“Nove anni fa mi sono trasferita qui. All’inizio ero spaventata, non conoscevo nessuno. La tensione di doversi inserire in un ambiente professionale e sociale nuovo era molto alta. Così, guidata dalle paure, mi sono rinchiusa in un guscio. Ero io contro il mondo. È andata avanti così per un po’ di tempo. Un giorno, il signore anziano presso cui lavoravo mi ha chiamata libellula. A quel tempo non avevo una buona conoscenza della lingua italiana e non sapevo cosa fosse una libellula, così gli ho chiesto di spiegarmelo e rimasi sorpresa nello scoprire che si trattasse di un insetto. Mi sono offesa e tornata a casa dal lavoro ho anche pianto, associando l’insetto a qualcosa di fastidioso. Poi, quando mi sono calmata, ho cercato informazioni su internet e quello che ho trovato mi ha sorpreso piacevolmente. La libellula è un insetto noto per la sua esile forma, ha ali cangianti e vola velocemente da una parte all’altra. Ma la cosa più bella, è che è un simbolo di libertà, pace e ricerca della verità. Penso che questo signore avesse guardato dentro il guscio e vista la vera me”.
Questo è il racconto di Neli, di origine bulgara, che ha voluto condividere la sua esperienza all’interno del “Laboratorio di Narrazione di Sé” organizzato dallo sportello L’Assistente in Famiglia, il progetto attivo sul distretto di Rimini Nord approvato nell’ambito del piano distrettuale per la non-autosufficienza, che da diversi anni accoglie, supporta e orienta la persona bisognosa di cure nella scelta del personale più idoneo per l’assistenza al proprio domicilio favorendo l’incontro tra domanda e offerta di lavoro.
L’esperienza della scrittura
Un bel gruppo di assistenti familiari di diversa nazionalità ha partecipato in modo attivo e curioso al laboratorio, mettendosi in gioco nelle attività e nel far emergere la propria esperienza di vita che si sviluppa nel fondamentale lavoro di cura svolto a sostegno delle famiglie italiane.

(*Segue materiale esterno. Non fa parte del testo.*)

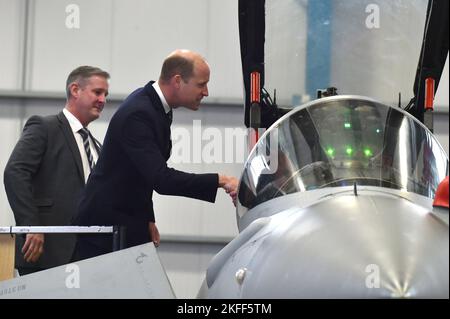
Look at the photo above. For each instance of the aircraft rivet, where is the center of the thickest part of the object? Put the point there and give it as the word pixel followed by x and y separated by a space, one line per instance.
pixel 240 275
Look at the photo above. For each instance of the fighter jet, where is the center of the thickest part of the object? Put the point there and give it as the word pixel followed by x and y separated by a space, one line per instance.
pixel 336 197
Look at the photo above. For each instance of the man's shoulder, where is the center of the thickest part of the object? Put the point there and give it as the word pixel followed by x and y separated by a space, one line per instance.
pixel 44 122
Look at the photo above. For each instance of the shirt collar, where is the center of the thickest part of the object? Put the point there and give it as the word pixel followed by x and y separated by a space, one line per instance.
pixel 161 96
pixel 74 123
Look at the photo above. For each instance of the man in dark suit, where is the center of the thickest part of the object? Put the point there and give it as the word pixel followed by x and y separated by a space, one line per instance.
pixel 48 168
pixel 133 159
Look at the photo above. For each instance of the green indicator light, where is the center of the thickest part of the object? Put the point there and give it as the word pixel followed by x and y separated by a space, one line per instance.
pixel 330 151
pixel 367 152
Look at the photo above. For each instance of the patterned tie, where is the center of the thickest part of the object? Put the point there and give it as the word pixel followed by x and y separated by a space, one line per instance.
pixel 85 135
pixel 169 117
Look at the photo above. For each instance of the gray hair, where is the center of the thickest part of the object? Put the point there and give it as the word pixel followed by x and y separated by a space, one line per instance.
pixel 81 74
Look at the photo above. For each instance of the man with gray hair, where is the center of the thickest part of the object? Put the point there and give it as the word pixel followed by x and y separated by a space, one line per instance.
pixel 48 168
pixel 133 162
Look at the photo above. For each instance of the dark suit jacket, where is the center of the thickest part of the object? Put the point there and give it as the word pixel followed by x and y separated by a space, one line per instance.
pixel 43 181
pixel 133 164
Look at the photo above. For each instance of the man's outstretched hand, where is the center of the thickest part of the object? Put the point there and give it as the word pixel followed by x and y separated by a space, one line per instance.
pixel 230 185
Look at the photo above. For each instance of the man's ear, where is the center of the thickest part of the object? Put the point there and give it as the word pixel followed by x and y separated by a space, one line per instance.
pixel 74 89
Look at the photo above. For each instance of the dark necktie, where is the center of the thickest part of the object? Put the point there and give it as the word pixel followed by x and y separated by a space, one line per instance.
pixel 85 135
pixel 169 117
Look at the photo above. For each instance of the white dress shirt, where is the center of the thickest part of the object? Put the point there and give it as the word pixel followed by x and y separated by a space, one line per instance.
pixel 161 96
pixel 75 125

Obiettivo del ciclo di otto incontri è stata l’acquisizione di una maggior consapevolezza da parte delle assistenti familiari delle proprie risorse ma anche dei propri limiti, per potersi “prendere cura” della propria storia e di conseguenza delle emozioni che entrano in gioco durante la relazione di aiuto con la persona anziana o non autosufficiente, per accettarle ed evitare così il rischio di burn out. Un termine che letteralmente si potrebbe tradurre come bruciarsi ed è uno dei più grossi rischi che incontrano le professioni di aiuto, dallo psicologo, all’educatore e all’assistente familiare. La relazione di aiuto con una persona in situazione di disagio, infatti, ha aspetti di fatica e complessità che possono provocare sentimenti di disperazione e solitudine, condizione che a volte accomuna familiari e badanti.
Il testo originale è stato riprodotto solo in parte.